How about vetch? Vetch grows native where I live in Zone 7 Oklahoma, and I often leave it in beds where it establishes itself naturally in the Spring. Sometimes I even transplant it into my beds.

When I read about using vetch as a ground cover on websites, they always talk about growing it with grasses or grains like rye or oats, but I find that it makes an excellent ground cover just by itself. In fact, if grown without grasses to grow up, it stays close to the ground and just weaves itself around the base of the plants, thus meeting your "close to the ground" criteria. It also fixes nitrogen, which is an obvious plus.
1 year ago
Hey, Dan, where do you live in Seminole county? We might be neighbors. I live at the very tip top of Pontotoc county real close to the South Canadian river that divides our two counties. If you live in the south part of the Seminole county, we might be within minutes of each other. Do you live along Highway 99/377? That Highway splits our land in two, with about 60 acres of nice mixed pasture and forest on one side, and a less nice 90 or so acres of forests and hills on the other.
2 years ago
Hi fellow central Oklahoma permies.  This is my first post on Permies.com, and I just found this site a few days ago. I live in southeast central Oklahoma, at the very top of Pontotoc county, just north and west of a small community known as Byng. I grew up in the woods and around livestock and have gardened for as long as I can remember. I've been experimenting with my own versions of sheet mulching, hugelkultur and composting from a very young age, and just recently, in the last couple of years, even found out that permaculture was a thing.  My Dad and Granddad and Great granddad were all unorthodox agriculturalists. We just have funny ideas all the time about how things could be done, cheaper, more naturally and more efficiently. None of us ever liked fertilizers and refused to use pesticides.  My Dad tells me my Great granddad, who was an ag prof. at OSU, oddly enough, had the strangest ideas of all, just some really unorthodox notions.

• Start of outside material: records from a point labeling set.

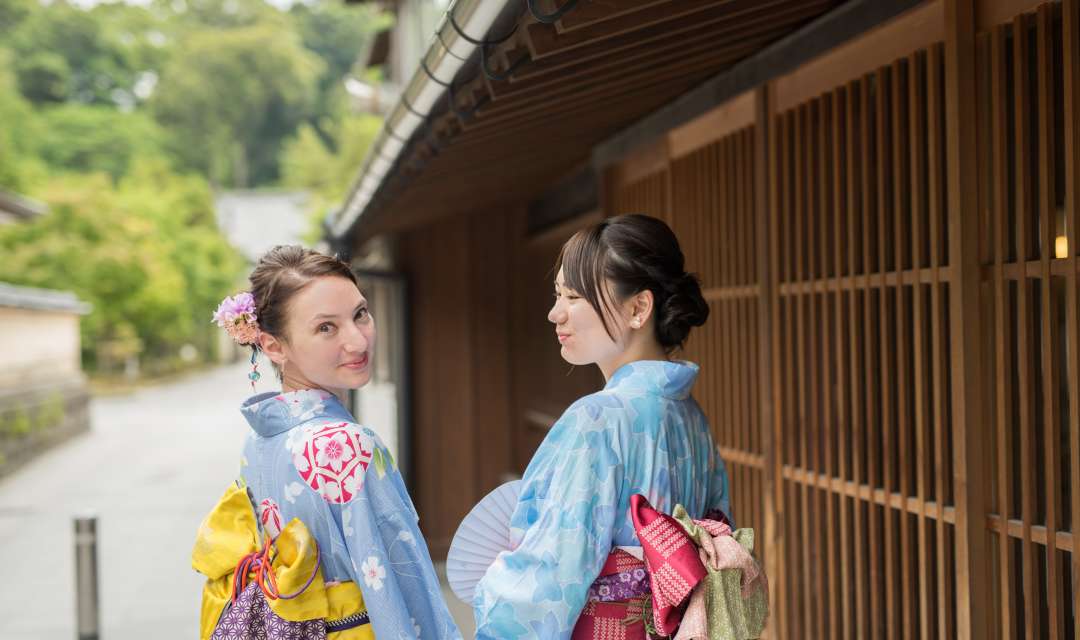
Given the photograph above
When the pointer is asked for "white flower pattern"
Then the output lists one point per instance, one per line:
(374, 572)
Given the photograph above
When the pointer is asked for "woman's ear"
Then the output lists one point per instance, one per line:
(273, 348)
(640, 309)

When I was in my 20s I traveled Asia, and got to see how things are grown in India and China. This made me both more and less afraid of using urine and human feces. I now know how it can be done well and how not to do it (got dysentery twice). I also brought back a bunch of seeds for my favorite Chinese vegetables. For the past three years I have been adapting Yard long beans, bitter melon, winter melon, Shanghai greens, 2 different types of onions and 4 different types of cabbages to the Oklahoma climate with a good amount of success. I've collected a ton of seeds (especially Chinese cabbage seeds) if anyone wants to try.